Prefeitura de Matinhos-PR cria alíquotas diferentes para casas e apartamentos residenciais

04/03/2010
O Sindicato da Habitação e Condomínios do Paraná (Secovi-PR) está questionando o novo cálculo de Imposto Predial e Territorial Urbano (IPTU) no município de Matinhos, no litoral paranaense. O foco da reclamação é o uso de duas alíquotas distintas para o tributo, de 1% para residências térreas, como casas, e de 1,5% para apartamentos. Esta diferenciação é irregular, segundo especialistas em direito imobiliário, e o Secovi não descarta a possibilidade de ingresso na Justiça com objetivo de invalidar o atual cálculo.

O IPTU varia de acordo com cada propriedade, mas sempre obedece um porcentual do valor venal (valor de mercado) do imóvel, e essa alíquota é definida por lei municipal. Um fator que complica as discussões no litoral é o fato de que o IPTU de Matinhos é um dos que sofreram maior reajuste no estado para o exercício de 2010 – em alguns casos, o aumento chegou a 300%. Representantes do setor admitem, no entanto, que o reajuste é válido, uma vez que recupera um valor defasado – uma consequência de muitos anos sem atualização na planta municipal.

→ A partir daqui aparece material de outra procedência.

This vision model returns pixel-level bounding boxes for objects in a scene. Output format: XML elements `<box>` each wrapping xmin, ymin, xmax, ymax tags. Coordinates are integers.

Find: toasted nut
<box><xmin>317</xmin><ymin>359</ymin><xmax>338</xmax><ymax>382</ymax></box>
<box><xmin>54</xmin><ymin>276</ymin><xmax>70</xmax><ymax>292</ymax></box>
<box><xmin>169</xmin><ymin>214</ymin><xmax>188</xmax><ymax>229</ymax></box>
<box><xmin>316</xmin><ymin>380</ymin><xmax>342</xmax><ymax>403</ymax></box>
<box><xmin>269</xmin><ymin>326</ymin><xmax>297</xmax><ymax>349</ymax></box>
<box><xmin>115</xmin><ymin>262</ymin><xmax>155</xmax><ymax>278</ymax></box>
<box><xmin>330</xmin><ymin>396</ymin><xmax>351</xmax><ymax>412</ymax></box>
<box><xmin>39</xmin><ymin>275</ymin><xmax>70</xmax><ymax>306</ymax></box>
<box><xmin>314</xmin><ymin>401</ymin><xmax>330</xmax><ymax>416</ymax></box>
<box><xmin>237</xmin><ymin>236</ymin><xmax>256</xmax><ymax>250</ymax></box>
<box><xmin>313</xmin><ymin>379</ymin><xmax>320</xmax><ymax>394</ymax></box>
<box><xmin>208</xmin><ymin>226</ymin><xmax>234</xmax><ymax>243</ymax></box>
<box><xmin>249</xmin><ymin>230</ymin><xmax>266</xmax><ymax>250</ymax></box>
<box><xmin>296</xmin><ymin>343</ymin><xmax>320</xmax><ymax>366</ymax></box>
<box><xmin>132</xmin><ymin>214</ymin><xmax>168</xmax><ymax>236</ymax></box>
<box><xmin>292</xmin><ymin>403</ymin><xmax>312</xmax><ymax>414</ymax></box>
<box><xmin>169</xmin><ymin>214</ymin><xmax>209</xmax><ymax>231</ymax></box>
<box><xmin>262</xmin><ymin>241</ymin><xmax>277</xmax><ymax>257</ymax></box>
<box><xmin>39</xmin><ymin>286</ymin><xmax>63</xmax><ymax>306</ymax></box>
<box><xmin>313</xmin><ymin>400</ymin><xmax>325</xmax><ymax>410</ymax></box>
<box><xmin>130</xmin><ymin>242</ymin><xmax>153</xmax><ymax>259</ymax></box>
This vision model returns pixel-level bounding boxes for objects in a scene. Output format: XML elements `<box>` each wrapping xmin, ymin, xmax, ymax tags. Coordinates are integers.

“Não é o cálculo do valor venal que está sendo questionado, mas sim a disparidade entre dois tipos de imóveis enquadrados na mesma natureza, que é residencial”, afirma o presidente do Secovi, Luiz Carlos Borges da Silva. “Assim como o prefeito, nós também queremos que o município se desenvolva. Mas precisa fazer do jeito correto.”

Ele acredita que a nova regra pode ter se originado de um descuido com a edição da lei, que teria considerado a palavra “residência” exclusiva para casas, e não para apartamentos. “Como há muito não se atualizava a planta do município, decidiu-se que a alíquota das residências diminuiria de 1,5% para 1%, o que é normal nesses casos porque o imposto cresce muito. Mas só foi reduzido o índice de casas térreas”, explica. No entanto, o prefeito de Matinhos, Eduardo Antonio Dalmora, informou por meio de sua assessoria de imprensa que o IPTU diferente para casas e apartamentos foi planejado de antemão e o projeto seguiu o trâmite normal, aprovado pela Câmara de Vereadores.

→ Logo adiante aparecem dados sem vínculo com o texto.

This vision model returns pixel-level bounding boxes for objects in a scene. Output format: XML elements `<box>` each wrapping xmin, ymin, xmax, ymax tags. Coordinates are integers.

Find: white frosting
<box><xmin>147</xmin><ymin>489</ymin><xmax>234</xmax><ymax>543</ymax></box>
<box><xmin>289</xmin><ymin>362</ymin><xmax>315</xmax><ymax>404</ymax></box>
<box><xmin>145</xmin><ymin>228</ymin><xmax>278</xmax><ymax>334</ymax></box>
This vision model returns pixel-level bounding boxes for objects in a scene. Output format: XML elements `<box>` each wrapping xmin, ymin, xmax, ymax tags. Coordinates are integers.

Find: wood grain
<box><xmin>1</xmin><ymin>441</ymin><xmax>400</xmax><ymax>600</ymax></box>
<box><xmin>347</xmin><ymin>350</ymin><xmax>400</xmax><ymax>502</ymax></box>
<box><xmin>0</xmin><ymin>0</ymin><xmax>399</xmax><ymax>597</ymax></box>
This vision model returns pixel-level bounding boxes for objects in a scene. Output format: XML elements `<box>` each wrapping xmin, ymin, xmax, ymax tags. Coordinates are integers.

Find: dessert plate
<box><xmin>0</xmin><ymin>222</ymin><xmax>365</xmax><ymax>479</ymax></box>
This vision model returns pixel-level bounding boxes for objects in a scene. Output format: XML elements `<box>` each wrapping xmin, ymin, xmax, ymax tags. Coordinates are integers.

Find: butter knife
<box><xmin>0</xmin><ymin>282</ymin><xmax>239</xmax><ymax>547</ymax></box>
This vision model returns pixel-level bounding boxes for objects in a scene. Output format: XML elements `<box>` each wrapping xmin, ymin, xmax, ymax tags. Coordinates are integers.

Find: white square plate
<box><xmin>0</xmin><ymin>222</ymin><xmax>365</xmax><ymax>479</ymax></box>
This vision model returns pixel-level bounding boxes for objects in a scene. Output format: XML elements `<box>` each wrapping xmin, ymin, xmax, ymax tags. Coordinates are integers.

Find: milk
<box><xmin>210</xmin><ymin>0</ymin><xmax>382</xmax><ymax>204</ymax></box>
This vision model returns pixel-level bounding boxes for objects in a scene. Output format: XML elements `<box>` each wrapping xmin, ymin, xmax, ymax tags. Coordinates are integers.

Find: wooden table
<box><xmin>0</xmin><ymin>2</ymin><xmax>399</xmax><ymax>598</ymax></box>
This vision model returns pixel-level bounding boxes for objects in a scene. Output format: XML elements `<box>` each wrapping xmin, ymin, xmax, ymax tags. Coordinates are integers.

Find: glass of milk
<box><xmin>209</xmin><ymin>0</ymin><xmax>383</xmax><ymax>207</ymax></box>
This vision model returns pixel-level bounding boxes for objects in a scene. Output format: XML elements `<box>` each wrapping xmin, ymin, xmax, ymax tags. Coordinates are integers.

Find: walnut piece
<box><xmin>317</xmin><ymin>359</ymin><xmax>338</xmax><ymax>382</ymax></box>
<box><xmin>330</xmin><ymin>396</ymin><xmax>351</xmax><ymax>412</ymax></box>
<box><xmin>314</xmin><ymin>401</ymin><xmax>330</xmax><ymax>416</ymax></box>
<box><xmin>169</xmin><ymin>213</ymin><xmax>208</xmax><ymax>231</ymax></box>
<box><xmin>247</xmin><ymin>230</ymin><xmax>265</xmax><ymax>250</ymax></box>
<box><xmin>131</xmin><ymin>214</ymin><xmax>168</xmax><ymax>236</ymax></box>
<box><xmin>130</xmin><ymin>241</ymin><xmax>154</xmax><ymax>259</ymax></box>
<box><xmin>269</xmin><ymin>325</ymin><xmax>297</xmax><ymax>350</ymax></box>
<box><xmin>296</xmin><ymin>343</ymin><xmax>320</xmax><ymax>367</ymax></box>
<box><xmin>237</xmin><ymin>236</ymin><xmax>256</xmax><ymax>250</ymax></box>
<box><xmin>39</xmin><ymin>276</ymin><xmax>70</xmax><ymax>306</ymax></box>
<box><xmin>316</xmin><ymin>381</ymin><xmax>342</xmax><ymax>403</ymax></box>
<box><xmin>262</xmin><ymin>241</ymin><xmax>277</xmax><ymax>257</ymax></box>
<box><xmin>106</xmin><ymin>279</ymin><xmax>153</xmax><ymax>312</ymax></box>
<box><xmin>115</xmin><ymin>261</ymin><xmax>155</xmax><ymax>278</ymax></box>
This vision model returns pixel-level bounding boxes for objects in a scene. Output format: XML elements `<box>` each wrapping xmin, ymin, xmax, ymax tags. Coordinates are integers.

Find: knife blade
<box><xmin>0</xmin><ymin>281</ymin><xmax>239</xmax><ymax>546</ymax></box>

As alíquotas diferentes, segundo a prefeitura de Matinhos, foi planejada como uma forma de aliviar o proprietário das casas, que “acolhem menos famílias num terreno”.

Alternativa
Uma alternativa positiva, segundo do Secovi, é a tabela de imposto progressivo, praticada em Curitiba. Nesse sistema, a alíquota é diferenciada não pela característica física do imóvel residencial, mas sim pela faixa de valor de mercado: imposto de 0,2%, para imóveis de até R$ 29 mil, até 1,1%, para imóveis acima de R$ 227 mil (valores aproximados). A única diferenciação prevista é se um imóvel tem natureza comercial, residencial, ou ainda é apenas um terreno. Pelas regras municipais, o proprietário de um apartamento de R$ 200 mil em Caiobá pagará R$ 3 mil de imposto. Na capital paranaense, um imóvel similar paga R$ 2 mil.

“É preciso lembrar ainda que apartamentos, via de regra, já pagam mais caro porque têm condomínio embutido nos seus custos fixos. Se amanhã a Justiça decidir que a regra deles é constitucional, nós iremos afirmar que ela é no mínimo imoral”, diz Borges, do Secovi. A professora de Direito Imobiliário da Pontifícia Universidade Católica do Paraná (PUCPR) Maristela Marques de Souza, também avalia que a prática da prefeitura de Matinhos é ilegal. De acordo com ela, a cobrança do IPTU deve ser feita com uma alíquota única, válida para todos os imóveis com o mesmo tipo de ocupação. “O princípio da isonomia tributária prevê que não haja diversidade nesses valores. No caso de tratamento desigual entre os moradores, cabe sim um recurso na Justiça”, afirma.

Caso único
Da mesma forma que o presidente do Secovi, a especialista conta que nunca tinha ouvido falar de municípios que tenham aplicado alíquotas diferentes para imóveis que deveriam ter equidade.

Reavaliação
O reajuste dos valores de IPTU efetivado este ano gerou polêmica em alguns grupos de moradores e proprietários de imóveis de Matinhos, especialmente os que estavam habituados com um valor de mercado mais baixo do que aqueles aplicados após a reavaliação da prefeitura. Segundo o presidente do Secovi, os proprietários que acharem que o valor atual do IPTU é injusto, devem encaminhar para a prefeitura duas avaliações do imóvel, feitas por corretores diferentes, para provar que ele foi mal avaliado. “Disparidades podem ocorrer quando o processo é centralizado. Mas isso pode ser resolvido sem muita burocracia na própria prefeitura”, diz.